Clayton Dube of the U.S.-China Institute talks about Google's interest in catering to China's citizens.
Visitors to Google.cn were being redirected this afternoon to Google’s Chinese-language service based in Hong Kong. Google does not censor those results, but Chinese government filters can still restrict the results that are seen by mainland audiences.
The site also began displaying search results in the simplified Chinese characters that are used in mainland China.
“Welcome to Google Search in China’s New Home,” the Hong Kong Page announced.
Google has been in a 2 ½-month standoff with the Chinese government.
It plans to keep its engineering and sales offices in China so it can keep a technological toehold in the country and continue to sell ads for the Chinese-language version of its search engine in the U.S.
The Mountain View based company also intends to keep its mapping and music services on Google.cn.

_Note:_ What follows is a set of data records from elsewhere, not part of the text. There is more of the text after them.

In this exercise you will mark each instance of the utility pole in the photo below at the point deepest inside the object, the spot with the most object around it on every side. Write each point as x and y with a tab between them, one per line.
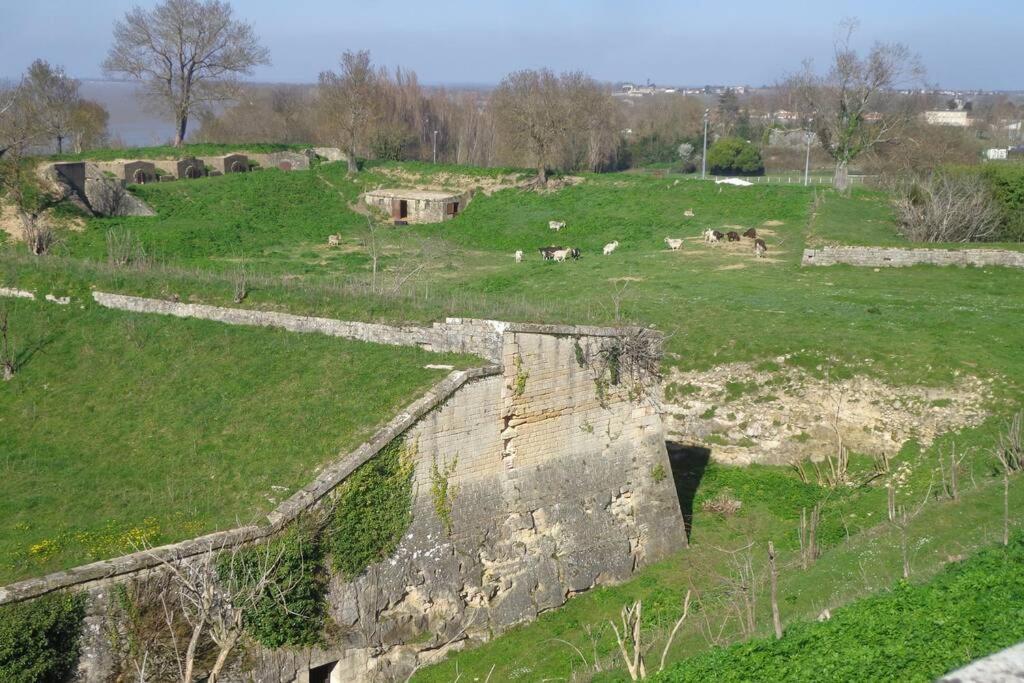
704	157
807	163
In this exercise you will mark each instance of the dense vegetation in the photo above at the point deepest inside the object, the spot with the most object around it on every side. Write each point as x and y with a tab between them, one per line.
123	430
911	633
39	640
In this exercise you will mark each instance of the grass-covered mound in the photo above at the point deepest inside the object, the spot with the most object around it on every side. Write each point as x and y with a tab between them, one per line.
124	429
911	633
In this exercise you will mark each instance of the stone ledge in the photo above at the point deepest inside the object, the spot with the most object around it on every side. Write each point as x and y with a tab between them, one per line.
326	481
883	257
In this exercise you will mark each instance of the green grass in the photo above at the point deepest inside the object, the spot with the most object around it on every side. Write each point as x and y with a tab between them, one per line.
122	429
911	633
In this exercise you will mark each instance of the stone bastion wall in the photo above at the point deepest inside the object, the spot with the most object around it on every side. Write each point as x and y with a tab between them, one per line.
559	483
881	257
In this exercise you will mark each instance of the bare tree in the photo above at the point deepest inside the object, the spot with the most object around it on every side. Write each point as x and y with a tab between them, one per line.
186	53
846	103
531	115
52	97
944	207
349	102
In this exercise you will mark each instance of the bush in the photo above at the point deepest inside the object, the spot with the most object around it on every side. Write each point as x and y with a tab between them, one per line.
732	156
298	620
948	207
912	633
373	509
39	639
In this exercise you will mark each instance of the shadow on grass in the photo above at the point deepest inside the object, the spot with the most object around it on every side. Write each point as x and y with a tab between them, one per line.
688	465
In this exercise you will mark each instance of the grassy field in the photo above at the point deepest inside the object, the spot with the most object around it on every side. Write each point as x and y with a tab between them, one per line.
122	429
718	303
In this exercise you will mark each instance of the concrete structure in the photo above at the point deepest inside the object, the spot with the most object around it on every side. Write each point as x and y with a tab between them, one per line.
559	483
957	118
417	206
138	172
881	257
227	164
189	168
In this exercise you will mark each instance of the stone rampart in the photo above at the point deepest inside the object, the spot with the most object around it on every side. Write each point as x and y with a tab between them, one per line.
881	257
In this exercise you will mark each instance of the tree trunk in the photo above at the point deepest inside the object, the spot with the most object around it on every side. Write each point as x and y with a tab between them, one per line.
842	179
179	134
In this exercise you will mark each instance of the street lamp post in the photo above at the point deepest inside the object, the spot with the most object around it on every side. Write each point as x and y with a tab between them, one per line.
704	157
807	162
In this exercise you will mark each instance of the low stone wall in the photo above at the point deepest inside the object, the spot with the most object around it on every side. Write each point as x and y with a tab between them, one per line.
881	257
456	335
558	481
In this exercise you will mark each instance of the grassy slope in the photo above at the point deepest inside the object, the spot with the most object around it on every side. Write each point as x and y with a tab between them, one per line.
919	325
121	428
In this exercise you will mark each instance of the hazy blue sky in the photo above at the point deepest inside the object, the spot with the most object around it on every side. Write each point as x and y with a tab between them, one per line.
963	44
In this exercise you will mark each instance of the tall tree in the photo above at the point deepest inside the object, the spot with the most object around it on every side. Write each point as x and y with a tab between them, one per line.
349	102
855	87
52	97
187	54
530	115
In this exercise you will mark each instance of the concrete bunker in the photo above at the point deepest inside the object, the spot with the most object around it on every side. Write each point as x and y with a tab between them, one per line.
138	172
418	206
228	164
189	168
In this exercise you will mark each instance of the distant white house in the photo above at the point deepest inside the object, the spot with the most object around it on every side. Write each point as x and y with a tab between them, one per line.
958	118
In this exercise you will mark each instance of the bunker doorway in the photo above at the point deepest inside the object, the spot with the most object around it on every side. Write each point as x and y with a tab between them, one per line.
325	674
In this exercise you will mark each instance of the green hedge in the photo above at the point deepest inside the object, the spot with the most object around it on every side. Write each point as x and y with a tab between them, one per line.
911	633
39	639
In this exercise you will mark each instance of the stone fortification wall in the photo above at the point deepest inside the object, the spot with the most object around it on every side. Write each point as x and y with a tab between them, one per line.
880	257
558	481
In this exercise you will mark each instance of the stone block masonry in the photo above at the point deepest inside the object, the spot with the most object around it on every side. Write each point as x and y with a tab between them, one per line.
882	257
556	483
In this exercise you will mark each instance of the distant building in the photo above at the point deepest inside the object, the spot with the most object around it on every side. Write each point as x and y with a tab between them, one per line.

Google may be taking a financial risk though as the revolt against censorship threatens to crimp Google’s growth, especially if taking the stand prompts the Chinese government to retaliate by making it more difficult for the company to do business in the country.
Analysts believe China will not want to lose Google completely because it might be interpreted as a setback in the government’s efforts to be more innovative.
Google wants to stay in China to keep hiring computer programmers and peddling ads in the country. The company is also looking to lead China into looser rules on censorship that would allow it to revive its search engine in the country.
Google set up a search engine inside China in 2006, and had to comply with rules requiring omission of search results that the government deemed subversive or pornographic.
On January 12 of this year, the search company said it was no longer comfortable playing by the rules after it determined that Google and more than 20 other U.S. companies had been targeted in computer hacking attacks originating from China.
Despite the company’s outrage, Google tried to persuade the Chinese government to let it run a search engine with unrestricted results. When it failed, Google tried to find enough common ground to maintain its research center and sales team in the country.
It is unclear whether Google’s attempt to route around China’s censorship rules by using Hong Kong as a back door will provoke more hostility.
China’s Ministry of Industry and Information Technology did not issue an immediate comment early Tuesday in Beijing.